O leitor já deve ter notado que defendo a primeira posição e eu poderia enumerar várias razões para isso. A correção deve ser feita na hora, mas sempre... sempre, com muita educação e jeitinho por parte do professor. Se o aluno afirma que 5 X 7 é 30 ou que a capital da Alemanha é Madri ou que a monarquia brasileira foi extinta no século XX, não devem os professores de matemática, geografia e história corrigir os alunos no ato? Por que o professor de português não pode corrigir o aluno? Garanto que o aluno ficará aternamente grato, se a correção for feita, como disse, com educação, carinho e amor.

Ao aluno mais renitente, que não aceita que a correção seja feita pelo professor de português, costumo lançar mão de outro argumento mais poderoso. Pergunto ao futuro  professor de português: – Se o seu filho lhe perguntar: Pai, você vai com nós no zoológico? – você corrigiria?   

quarta-feira, 6 de fevereiro de 2013

A expressão oral no ensino de português


Fiquei devendo algumas considerações a respeito do ensino da expressão oral no ensino de português.

É evidente que o professor deve se preocupar com essa questão. Afinal, a expressão oral adequada vai ser importante para a vida e para a inserção do indivíduo no mercado de trabalho.

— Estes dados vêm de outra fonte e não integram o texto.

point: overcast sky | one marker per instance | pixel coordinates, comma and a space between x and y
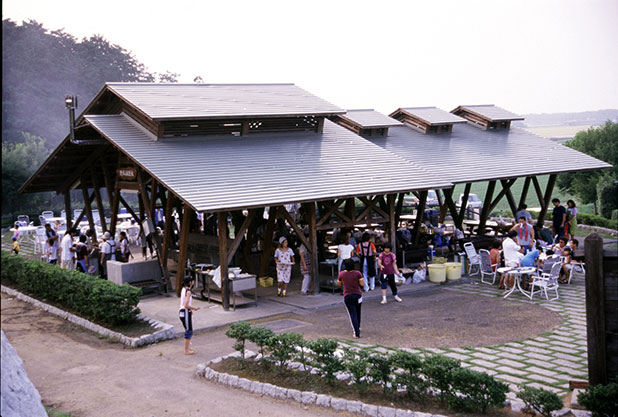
529, 56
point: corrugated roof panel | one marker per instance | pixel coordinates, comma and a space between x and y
370, 119
469, 154
433, 115
203, 101
227, 172
492, 112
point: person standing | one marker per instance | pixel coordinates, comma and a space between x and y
387, 262
185, 312
569, 230
367, 253
67, 249
305, 268
284, 257
559, 218
525, 233
352, 282
344, 251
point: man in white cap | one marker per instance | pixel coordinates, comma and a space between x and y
108, 251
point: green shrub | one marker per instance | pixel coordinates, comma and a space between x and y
410, 376
540, 400
381, 370
324, 358
239, 331
600, 400
283, 346
476, 391
592, 220
260, 336
88, 296
357, 364
439, 372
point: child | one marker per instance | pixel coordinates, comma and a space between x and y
15, 246
52, 251
387, 262
185, 312
284, 257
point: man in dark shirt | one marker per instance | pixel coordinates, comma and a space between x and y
559, 218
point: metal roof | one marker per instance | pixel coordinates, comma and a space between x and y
204, 101
432, 115
491, 112
213, 173
469, 154
370, 118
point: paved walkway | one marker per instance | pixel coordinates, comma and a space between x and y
547, 361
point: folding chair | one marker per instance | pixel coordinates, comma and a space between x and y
473, 258
487, 268
547, 282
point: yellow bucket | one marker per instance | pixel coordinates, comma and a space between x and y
437, 272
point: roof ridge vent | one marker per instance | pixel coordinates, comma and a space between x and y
427, 119
487, 116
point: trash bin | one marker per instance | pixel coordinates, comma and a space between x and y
453, 271
437, 272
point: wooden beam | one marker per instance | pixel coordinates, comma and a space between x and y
240, 235
299, 232
268, 241
97, 195
506, 186
464, 201
524, 192
167, 228
182, 252
448, 198
223, 254
486, 207
547, 198
313, 238
422, 202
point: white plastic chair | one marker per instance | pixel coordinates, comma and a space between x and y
547, 282
487, 268
473, 258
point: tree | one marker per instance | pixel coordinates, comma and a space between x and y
601, 143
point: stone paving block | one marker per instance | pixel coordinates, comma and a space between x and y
483, 363
542, 378
479, 369
568, 357
511, 363
510, 378
509, 370
457, 356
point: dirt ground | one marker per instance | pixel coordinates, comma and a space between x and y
77, 372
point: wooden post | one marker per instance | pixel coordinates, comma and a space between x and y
595, 312
422, 202
222, 226
67, 209
546, 199
392, 229
524, 193
97, 195
182, 252
167, 228
313, 239
486, 207
268, 241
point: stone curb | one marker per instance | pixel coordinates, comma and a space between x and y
165, 332
326, 401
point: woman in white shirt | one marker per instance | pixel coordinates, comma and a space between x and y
344, 251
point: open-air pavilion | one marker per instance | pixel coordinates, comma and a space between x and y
234, 150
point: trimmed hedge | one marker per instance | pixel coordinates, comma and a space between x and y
90, 297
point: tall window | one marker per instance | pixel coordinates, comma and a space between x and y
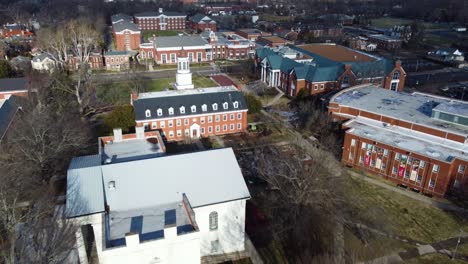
214, 221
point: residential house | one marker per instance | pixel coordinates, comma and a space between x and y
43, 62
202, 23
416, 140
139, 214
166, 50
320, 68
160, 21
188, 113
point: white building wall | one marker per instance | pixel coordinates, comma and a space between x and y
231, 227
183, 248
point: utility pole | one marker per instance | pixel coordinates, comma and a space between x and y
458, 243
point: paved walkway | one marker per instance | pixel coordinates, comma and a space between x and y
439, 204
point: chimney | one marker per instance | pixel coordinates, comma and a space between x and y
170, 225
117, 134
140, 132
132, 239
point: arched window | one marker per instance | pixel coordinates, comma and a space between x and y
214, 221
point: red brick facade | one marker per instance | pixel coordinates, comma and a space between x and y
178, 128
127, 40
421, 172
161, 23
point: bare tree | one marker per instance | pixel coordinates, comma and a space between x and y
71, 46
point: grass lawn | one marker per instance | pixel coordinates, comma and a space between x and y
433, 259
167, 33
398, 214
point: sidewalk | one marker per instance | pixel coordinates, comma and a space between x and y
439, 204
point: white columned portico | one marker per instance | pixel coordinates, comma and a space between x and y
183, 76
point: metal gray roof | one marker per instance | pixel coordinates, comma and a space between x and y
13, 84
125, 25
180, 41
207, 177
188, 98
156, 14
415, 108
85, 193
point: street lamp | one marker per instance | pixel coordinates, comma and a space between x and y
458, 243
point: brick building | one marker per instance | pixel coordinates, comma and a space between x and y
252, 34
202, 23
273, 41
117, 60
417, 140
160, 21
188, 113
166, 50
127, 35
319, 68
229, 46
385, 42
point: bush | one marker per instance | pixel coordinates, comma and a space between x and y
253, 103
122, 117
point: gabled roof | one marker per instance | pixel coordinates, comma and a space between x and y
85, 193
207, 177
202, 18
157, 14
188, 98
180, 41
120, 17
125, 25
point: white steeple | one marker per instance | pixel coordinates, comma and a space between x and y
183, 76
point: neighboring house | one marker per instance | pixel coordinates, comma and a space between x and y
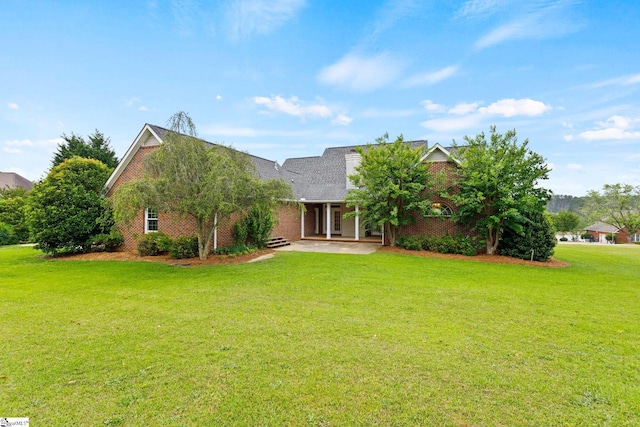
319, 183
600, 230
13, 180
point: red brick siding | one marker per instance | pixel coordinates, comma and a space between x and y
287, 222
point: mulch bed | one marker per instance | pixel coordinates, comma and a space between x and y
496, 259
227, 260
165, 259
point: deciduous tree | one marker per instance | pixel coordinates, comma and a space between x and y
617, 205
496, 182
193, 179
391, 185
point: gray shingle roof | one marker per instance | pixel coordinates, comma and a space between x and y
318, 178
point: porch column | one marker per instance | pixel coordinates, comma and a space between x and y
328, 221
357, 224
215, 232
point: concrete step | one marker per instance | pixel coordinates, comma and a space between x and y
277, 242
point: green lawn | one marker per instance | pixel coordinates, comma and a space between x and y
322, 339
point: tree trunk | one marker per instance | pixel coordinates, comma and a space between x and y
391, 233
492, 241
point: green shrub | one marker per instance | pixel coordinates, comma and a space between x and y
7, 235
459, 244
153, 244
412, 243
240, 232
184, 247
235, 250
255, 228
107, 242
537, 236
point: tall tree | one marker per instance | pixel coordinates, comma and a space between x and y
13, 204
497, 181
617, 205
193, 179
391, 185
97, 147
566, 222
66, 209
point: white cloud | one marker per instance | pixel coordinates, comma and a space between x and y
375, 113
249, 17
627, 80
467, 115
293, 106
362, 74
538, 20
452, 124
614, 128
342, 120
464, 108
225, 130
479, 8
16, 146
132, 101
431, 106
515, 107
432, 77
20, 143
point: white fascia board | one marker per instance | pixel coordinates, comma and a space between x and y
442, 149
133, 149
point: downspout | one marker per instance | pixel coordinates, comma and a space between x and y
328, 221
215, 232
357, 224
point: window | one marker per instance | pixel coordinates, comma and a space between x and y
440, 209
150, 220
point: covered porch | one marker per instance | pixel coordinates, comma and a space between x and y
325, 220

Muitas vezes essa inserção começa com uma entrevista oral, em que o candidato já deve mostrar um tipo de linguagem adequada àquela situação. Uma vez inserido no mercado de trabalho, a habilidade em usar a linguagem com um fim específico pode ser fundamental para o sucesso do cidadão em sua atividade profissional. Veja-se, por exemplo, o caso de um advogado, de um jornalista, de um professor, de um político, etc., que utilizam constantemente a expressão oral como ferramenta de trabalho. Nunca é demais repetir que as pessoas que se expressam bem têm mais chance de progredir em sua atividade profissional.

Cabe ao professor de português uma parcela importante no desenvolvimento da expressão oral do aluno. É ali, na sala de aula, que, muitas vezes, começa a vocação do aluno para dirigir uma simples reunião, falar em público, liderar um movimento social ou enfrentar grandes plateias.

O professor deve sempre franquear a palavra ao aluno. Mas isso deve ser feito de maneira organizada, institucionalizada, durante a interpretação de textos, por exemplo. Em sala de aula, o aluno está se expondo perante o professor e os colegas, em um momento em que todos estão em silêncio, observando suas feições, seus gestos e, principalmente, suas palavras. É um momento de extrema importância para a educação integral do aluno e para o desenvolvimento de sua habilidade em falar para uma plateia. Mas há outros momentos em que a língua falada deve ser monitorada na escola: nas reuniões dos grêmios literários e artísticos, nas apresentações no auditório da escola, nas datas festivas, etc.

Não existem exercícios específicos para o desenvolvimento das habilidades orais do aluno. Isso se faz no decorrer dos doze anos em que o aluno frequenta o ciclo básico. É preciso lembrar também que o exemplo dos professores (não só de português) é muito importante.

Desenvolvimento da expressão oral é isso. Não é ficar estudando ou repassando aos alunos textos em língua falada, algo que eles já conhecem muito bem e praticam à exaustão no dia a dia. Não é objetivo da escola fundamental estudar a língua falada. Qual seria o objetivo desse estudo? Isso é algo que deve ser estudo nos cursos de Letras, com finalidades científicas. Mas isso é outra história.